News Article Avison Young Czech Republic energy interview investment office sustainability
by Ákos Budai | Interview

Ryan Wray, Managing Director and Principal at Avison Young, Czech Republic, talked to Property Forum about the perils of today’s macroeconomic conditions investors may reckon with in their decision-making and looked at possible scenarios and working strategies for office occupiers in the Czech office market.


Skyrocketing inflation is causing a major headache for everyone. How do you see real estate investors adapting their strategies in response?

The answer isn’t that straightforward, investors don’t look at inflation in isolation and adjust their strategy. They must look at inflation alongside numerous other economic and market indicators to define a strategy that makes sense over the medium to long term.  

But there are few direct implications that most investors will consider in a high-inflation climate.
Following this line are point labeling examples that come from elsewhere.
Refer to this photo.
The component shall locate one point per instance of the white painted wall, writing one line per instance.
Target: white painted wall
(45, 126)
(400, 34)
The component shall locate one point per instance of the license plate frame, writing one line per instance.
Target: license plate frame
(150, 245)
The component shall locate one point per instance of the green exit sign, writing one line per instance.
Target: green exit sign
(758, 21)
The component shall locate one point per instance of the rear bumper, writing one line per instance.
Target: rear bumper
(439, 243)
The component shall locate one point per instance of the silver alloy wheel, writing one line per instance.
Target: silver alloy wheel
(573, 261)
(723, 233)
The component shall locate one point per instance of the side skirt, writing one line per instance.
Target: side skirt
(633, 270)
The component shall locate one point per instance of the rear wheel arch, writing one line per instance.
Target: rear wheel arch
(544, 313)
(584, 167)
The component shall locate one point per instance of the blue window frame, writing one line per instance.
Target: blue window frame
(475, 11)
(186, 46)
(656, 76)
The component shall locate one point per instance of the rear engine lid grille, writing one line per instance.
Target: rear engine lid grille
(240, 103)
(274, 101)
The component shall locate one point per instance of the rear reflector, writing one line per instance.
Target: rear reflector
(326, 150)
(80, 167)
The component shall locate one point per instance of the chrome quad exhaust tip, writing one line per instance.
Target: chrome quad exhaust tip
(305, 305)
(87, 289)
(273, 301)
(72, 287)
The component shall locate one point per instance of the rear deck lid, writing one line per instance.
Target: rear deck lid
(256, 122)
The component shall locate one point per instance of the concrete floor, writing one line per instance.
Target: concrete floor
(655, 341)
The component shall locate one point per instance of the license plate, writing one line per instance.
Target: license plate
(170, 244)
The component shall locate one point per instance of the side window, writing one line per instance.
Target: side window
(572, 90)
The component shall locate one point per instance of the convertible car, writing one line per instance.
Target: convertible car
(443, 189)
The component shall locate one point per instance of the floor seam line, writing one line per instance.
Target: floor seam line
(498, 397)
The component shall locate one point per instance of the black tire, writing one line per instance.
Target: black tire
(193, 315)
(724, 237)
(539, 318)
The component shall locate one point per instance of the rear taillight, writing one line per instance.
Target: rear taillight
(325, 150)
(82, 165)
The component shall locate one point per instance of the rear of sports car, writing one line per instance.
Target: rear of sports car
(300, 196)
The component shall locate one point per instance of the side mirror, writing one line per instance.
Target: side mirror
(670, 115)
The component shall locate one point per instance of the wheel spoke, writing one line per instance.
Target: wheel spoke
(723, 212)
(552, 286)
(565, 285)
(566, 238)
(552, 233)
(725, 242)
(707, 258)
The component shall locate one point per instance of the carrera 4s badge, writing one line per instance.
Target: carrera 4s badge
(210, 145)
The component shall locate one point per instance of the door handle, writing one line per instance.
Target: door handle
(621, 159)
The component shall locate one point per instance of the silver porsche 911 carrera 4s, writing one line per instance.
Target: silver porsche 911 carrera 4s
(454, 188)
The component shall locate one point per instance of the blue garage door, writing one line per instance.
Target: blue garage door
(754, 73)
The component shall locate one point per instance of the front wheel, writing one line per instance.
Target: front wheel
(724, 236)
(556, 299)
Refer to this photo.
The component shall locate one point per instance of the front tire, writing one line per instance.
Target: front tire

  • Hedging against inflation: Real estate is a traditional hedge against inflation, for fund managers inflation makes RE look more attractive. Rents typically increase in line with inflation, so any cost growth experienced is captured via annual rental increases.
  • Cash is not king: Get those funds invested ASAP as equity is effectively depreciating in value if not invested in a high inflationary climate. This isn’t new, investors have always been sensitive about how long their equity is sitting dormant, and the cost is just greatly exaggerated when inflation is hitting 5%+.
  • Short leases can mean fast gains: Investors are less concerned about shorter lease terms in this climate as an upcoming lease event allows them to take the benefit of the recent rental growth caused as a result of inflation, rather than being tied into collecting below-market rents in a long-term lease.
  • There’s great value in older stock: As construction costs have been growing dramatically over the past years many existing buildings are trading at or below the cost of replacement, this gives the landlord of an existing building a huge competitive advantage over a newly developed building when setting rental rates and leasing strategies.
  • Discounters will benefit: When we all feel the inflation pinch the general demographic will curb unnecessary purchases and be more prudent on those that are necessary. Therefore discounters and all those in their supply chain will typically benefit during high inflation. This means supermarkets, e-commerce platforms, and their supply chains (warehousing/logistics/agricultural land) will be a safe bet for real estate investors today.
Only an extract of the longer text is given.